Runway de Waratte – odcinek 1

Chiyuki Fujito w wieku 10 lat miała już 158 cm wzrostu, a jako że jej tata od tyluż lat prowadził agencję modelek – nazwaną zresztą jej imieniem w przekładzie na francuski – liczyła na kolejne co najmniej 20 cm i karierę top modelki, przechadzającej się po paryskich wybiegach podczas tygodnia mody, czyli najważniejszego branżowego wydarzenia. Los spłatał jej jednak paskudnego figla, bo nie urosła już ani o centymetr. Mimo to, kończąc liceum, nie przestaje z uporem przychodzić na przesłuchania do ojcowskiej firmy, skąd z równym uporem – dla jej dobra, oczywiście, by przestała ścigać nierealne marzenie – odsyłają ją z kwitkiem. Na szczęście nie musi tego robić kochający rodziciel, lecz Shizuku, szefowa i dawna top modelka, w którą z tego powodu zapatrzona jest Chiyuki.

Zwykły zbieg okoliczności sprawia, że podczas wypełniania formularzy o planowanej karierze zawodowej, co jak wiemy, robią na koniec szkoły japońscy uczniowie, Chiyuki poznaje plany własnego kolegi z klasy, dotąd jej kompletnie nieznanego. To skromny i niepozorny Ikuto Tsuruma, którego marzeniem jest projektować ubrania – i jest w tym znakomity już teraz, korzystając ze sprzętu szkolnego klubu i recyklingowanych ubrań, ale na przeszkodzie koniecznej w tym celu edukacji stoi sytuacja rodzinna i finansowa, czyli trzy młodsze siostry i matka w szpitalu.

 

Tak więc mamy dwoje pasjonatów, dla których spełnienie marzeń wydaje się niemożliwe. Oczywiście, to anime, więc ganbare i do przodu – innej drogi nie ma. I rzeczywiście, kiedy Chiyuki przychodzi na kolejne przesłuchanie do Mille neige ubrana w strój zaprojektowany przez Ikuto, Shizuku w przebłysku widzi wokół niej światła wybiegu i dając jej 1 procent szans na powodzenie, zatrudnia ją w agencji. W końcu w byciu modelką chodzi o pokazywanie nie siebie, lecz ubrań…

 

Co więcej, kolejny przypadek sprawia, że zdjęcie dziewczyny w owym stroju – zaprojektowanym przez bystrego obserwatora tak, by oddać jej silny, niemal „męski” charakter i podkreślić urodę – trafia do gazet i zyskuje popularność w sieci. A ponieważ Chiyuki skłamała, że strój pochodzi z Mille neige, skończyło się to wszystko tak, że jej ojciec zatrudnił Ikuto do pracy przy nowej kolekcji (zdaje się, że prowadzi też dom mody, ale niestety słabo się orientuję w zawiłościach świata haute couture). Bajka po prostu.

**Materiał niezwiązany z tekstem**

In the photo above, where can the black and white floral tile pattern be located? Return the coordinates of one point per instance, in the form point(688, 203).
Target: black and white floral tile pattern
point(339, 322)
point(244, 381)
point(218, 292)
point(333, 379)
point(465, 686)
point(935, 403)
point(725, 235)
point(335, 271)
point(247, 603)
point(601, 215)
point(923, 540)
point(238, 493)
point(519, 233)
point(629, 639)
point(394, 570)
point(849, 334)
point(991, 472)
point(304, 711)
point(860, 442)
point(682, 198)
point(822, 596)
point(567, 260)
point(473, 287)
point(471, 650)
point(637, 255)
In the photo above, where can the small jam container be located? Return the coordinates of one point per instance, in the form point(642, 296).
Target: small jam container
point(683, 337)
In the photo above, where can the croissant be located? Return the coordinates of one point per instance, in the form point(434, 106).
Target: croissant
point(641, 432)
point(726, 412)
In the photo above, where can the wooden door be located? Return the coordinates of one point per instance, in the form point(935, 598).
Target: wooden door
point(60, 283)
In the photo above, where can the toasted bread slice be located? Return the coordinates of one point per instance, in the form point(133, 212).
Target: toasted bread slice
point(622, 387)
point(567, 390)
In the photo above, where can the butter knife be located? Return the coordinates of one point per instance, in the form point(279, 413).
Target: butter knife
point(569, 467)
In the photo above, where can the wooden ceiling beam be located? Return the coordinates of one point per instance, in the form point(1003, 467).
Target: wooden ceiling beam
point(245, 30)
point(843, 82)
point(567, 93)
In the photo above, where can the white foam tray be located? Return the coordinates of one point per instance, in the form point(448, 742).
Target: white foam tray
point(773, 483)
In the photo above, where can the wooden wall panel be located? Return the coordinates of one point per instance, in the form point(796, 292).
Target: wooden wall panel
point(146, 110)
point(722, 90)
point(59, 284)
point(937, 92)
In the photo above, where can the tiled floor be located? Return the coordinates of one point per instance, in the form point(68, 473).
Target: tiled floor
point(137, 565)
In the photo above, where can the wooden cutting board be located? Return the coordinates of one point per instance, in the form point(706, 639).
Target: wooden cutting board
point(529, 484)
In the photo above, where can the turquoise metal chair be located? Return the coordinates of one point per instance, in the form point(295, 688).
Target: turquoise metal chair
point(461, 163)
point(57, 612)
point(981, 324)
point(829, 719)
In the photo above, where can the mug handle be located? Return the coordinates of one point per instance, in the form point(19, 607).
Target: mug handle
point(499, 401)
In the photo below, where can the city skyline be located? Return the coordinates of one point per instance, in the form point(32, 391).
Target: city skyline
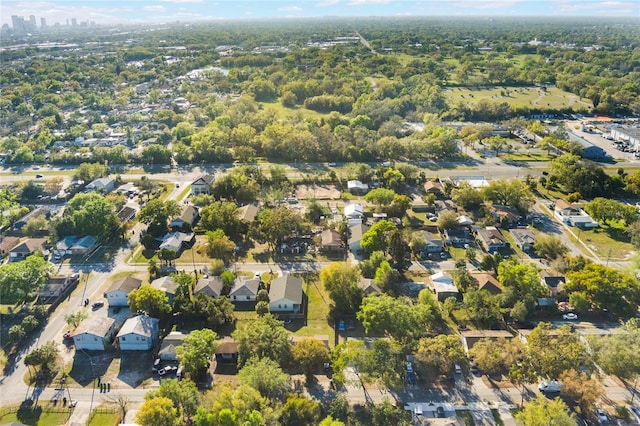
point(157, 11)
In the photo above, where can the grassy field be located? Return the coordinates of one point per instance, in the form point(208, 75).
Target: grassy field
point(552, 98)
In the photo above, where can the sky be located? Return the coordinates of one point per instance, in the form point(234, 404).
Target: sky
point(151, 11)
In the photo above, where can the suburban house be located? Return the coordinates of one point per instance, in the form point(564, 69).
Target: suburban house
point(524, 239)
point(177, 241)
point(555, 285)
point(94, 333)
point(354, 213)
point(355, 237)
point(487, 282)
point(167, 352)
point(118, 292)
point(84, 245)
point(433, 242)
point(491, 239)
point(249, 212)
point(471, 337)
point(368, 286)
point(572, 215)
point(244, 289)
point(6, 244)
point(27, 248)
point(168, 285)
point(443, 286)
point(286, 295)
point(457, 236)
point(331, 241)
point(227, 351)
point(211, 286)
point(202, 185)
point(139, 333)
point(357, 188)
point(433, 187)
point(33, 214)
point(506, 216)
point(189, 216)
point(104, 185)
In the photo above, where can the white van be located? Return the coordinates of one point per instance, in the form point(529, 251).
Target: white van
point(550, 386)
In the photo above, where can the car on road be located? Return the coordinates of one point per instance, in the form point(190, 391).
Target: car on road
point(601, 415)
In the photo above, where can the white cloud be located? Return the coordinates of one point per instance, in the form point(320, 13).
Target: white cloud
point(326, 3)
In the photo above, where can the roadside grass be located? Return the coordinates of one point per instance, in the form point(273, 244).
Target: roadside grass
point(103, 419)
point(34, 416)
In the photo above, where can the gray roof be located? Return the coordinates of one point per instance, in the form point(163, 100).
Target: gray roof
point(286, 287)
point(211, 286)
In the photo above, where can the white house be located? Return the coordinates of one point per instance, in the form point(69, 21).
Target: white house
point(94, 333)
point(138, 334)
point(168, 285)
point(118, 293)
point(244, 289)
point(169, 344)
point(104, 185)
point(285, 294)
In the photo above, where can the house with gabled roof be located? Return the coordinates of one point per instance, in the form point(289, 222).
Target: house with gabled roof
point(168, 285)
point(139, 333)
point(211, 286)
point(491, 239)
point(27, 248)
point(94, 333)
point(244, 289)
point(286, 295)
point(202, 185)
point(118, 292)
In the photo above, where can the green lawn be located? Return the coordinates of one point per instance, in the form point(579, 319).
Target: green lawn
point(37, 417)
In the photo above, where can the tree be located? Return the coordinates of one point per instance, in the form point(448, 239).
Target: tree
point(152, 301)
point(550, 247)
point(376, 238)
point(439, 354)
point(552, 354)
point(183, 394)
point(340, 280)
point(264, 375)
point(606, 289)
point(76, 318)
point(309, 356)
point(448, 220)
point(397, 318)
point(19, 279)
point(157, 412)
point(496, 356)
point(300, 410)
point(196, 351)
point(265, 337)
point(542, 412)
point(380, 196)
point(220, 246)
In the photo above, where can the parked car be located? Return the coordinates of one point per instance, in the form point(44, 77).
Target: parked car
point(601, 415)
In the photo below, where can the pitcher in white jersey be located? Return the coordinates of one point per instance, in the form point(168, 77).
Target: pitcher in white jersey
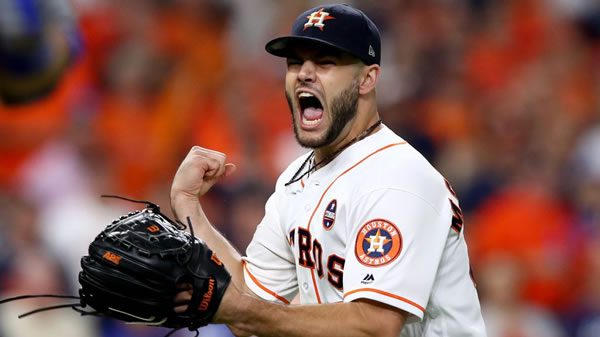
point(362, 229)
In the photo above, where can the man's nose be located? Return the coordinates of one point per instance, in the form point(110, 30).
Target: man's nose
point(307, 72)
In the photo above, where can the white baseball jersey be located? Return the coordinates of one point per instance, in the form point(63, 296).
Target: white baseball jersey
point(378, 222)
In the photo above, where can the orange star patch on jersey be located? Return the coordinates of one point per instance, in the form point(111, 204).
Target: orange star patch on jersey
point(378, 243)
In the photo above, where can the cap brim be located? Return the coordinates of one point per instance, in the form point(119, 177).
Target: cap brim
point(283, 46)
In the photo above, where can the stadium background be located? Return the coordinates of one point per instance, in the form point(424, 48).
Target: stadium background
point(503, 97)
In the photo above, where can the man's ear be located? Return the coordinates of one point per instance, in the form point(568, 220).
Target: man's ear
point(370, 76)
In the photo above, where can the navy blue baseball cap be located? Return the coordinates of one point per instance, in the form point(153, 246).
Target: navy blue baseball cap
point(339, 26)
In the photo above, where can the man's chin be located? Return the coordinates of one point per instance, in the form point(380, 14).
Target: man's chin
point(310, 142)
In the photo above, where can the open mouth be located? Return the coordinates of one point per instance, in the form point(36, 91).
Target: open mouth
point(311, 109)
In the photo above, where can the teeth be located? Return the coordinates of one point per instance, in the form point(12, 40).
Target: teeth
point(305, 94)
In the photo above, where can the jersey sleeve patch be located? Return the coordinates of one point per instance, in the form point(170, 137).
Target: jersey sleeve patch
point(378, 243)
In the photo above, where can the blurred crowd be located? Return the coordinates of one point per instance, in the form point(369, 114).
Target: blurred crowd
point(502, 96)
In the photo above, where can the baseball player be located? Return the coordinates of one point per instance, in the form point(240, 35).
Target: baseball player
point(362, 229)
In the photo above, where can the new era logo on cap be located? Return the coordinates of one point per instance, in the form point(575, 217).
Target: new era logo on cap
point(339, 26)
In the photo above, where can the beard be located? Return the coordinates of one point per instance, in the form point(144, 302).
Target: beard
point(343, 109)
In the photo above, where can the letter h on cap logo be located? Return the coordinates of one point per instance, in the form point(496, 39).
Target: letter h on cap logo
point(317, 19)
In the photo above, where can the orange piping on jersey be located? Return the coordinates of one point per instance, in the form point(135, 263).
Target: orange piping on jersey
point(312, 274)
point(386, 294)
point(267, 290)
point(312, 271)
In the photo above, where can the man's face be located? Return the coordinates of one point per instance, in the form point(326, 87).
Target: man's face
point(322, 92)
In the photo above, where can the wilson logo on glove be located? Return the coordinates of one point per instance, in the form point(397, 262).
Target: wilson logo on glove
point(153, 229)
point(112, 257)
point(207, 296)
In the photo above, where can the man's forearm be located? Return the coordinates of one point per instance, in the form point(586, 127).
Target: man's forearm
point(265, 319)
point(185, 206)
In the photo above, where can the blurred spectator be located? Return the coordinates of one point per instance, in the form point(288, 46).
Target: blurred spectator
point(34, 269)
point(504, 311)
point(38, 42)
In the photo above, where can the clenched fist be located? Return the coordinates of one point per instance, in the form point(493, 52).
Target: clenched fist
point(199, 171)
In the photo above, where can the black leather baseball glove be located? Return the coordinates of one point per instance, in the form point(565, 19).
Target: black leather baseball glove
point(137, 265)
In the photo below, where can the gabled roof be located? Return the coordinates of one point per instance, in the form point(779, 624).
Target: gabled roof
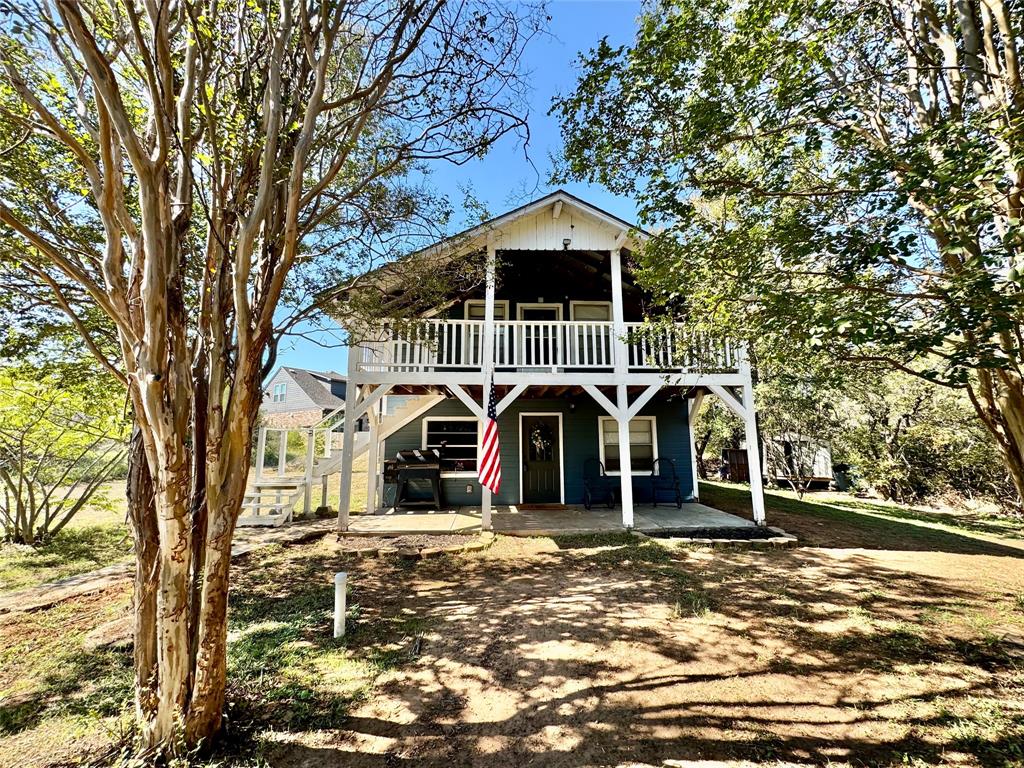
point(475, 237)
point(310, 383)
point(543, 224)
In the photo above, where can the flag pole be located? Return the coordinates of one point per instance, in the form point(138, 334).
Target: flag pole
point(488, 380)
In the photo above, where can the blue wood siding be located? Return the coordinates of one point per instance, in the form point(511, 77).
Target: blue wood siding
point(580, 429)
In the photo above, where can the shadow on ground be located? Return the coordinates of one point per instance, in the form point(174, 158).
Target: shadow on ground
point(637, 653)
point(819, 523)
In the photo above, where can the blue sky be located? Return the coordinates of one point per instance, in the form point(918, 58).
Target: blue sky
point(505, 178)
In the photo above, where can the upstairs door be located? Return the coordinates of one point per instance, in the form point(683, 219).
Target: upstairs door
point(540, 339)
point(542, 472)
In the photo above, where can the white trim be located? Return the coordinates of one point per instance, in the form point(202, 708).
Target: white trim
point(561, 452)
point(471, 239)
point(539, 305)
point(539, 377)
point(600, 442)
point(483, 303)
point(423, 442)
point(573, 304)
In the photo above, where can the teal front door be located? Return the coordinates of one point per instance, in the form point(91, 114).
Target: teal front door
point(542, 472)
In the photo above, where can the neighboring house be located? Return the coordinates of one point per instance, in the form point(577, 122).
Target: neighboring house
point(557, 327)
point(795, 460)
point(297, 397)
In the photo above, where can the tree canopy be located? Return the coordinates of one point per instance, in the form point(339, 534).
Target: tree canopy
point(180, 180)
point(844, 175)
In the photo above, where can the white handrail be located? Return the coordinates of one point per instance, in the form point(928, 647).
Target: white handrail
point(457, 344)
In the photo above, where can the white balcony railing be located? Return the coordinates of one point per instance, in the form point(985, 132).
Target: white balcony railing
point(455, 345)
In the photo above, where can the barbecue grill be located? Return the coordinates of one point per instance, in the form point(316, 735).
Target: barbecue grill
point(410, 467)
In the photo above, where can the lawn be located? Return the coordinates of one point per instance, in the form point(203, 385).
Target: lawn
point(841, 520)
point(95, 537)
point(98, 537)
point(585, 651)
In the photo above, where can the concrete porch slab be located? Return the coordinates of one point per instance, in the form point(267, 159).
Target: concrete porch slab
point(516, 521)
point(415, 523)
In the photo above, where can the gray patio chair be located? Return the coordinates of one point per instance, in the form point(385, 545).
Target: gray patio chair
point(596, 484)
point(664, 478)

Ale całkiem przyjemna bajka, nawet jeśli pod koniec zbiegi okoliczności i przychylność bogów sypią się na bohaterów jak confetti – zresztą biorąc pod uwagę związki rodzinne Chiyuki, odrobina nepotyzmu nie jest wcale tak nieprawdopodobna. Poza tym, to dopiero początek. Bajka mogłaby się w tym momencie skończyć stwierdzeniem, że żyli długo i szczęśliwie, ale Chiyuki i Ikuto obiecują dopiero teraz opowiedzieć nam historię swojego wspinania się na szczyty w świecie mody, a to przecież bardzo trudny, wręcz brutalny świat. Wątpię, czy zostanie pokazany do bólu realistycznie, ale może chociaż troszkę. Poza tym bohaterowie są wystarczająco sympatyczni i zdeterminowani, żebym chciała im trochę pokibicować, a walory estetyczne seansu nie pozwalają narzekać – owszem, oszczędności widoczne są w tle tu i tam, ale liczy się to, co pławi się w świetle reflektorów, a Chiyuki pięknie w nim lśni. Z przyjemnością na nią (oraz Ikuto i jego rodzinę, oby nie zeszła na dalszy plan) popatrzę za tydzień.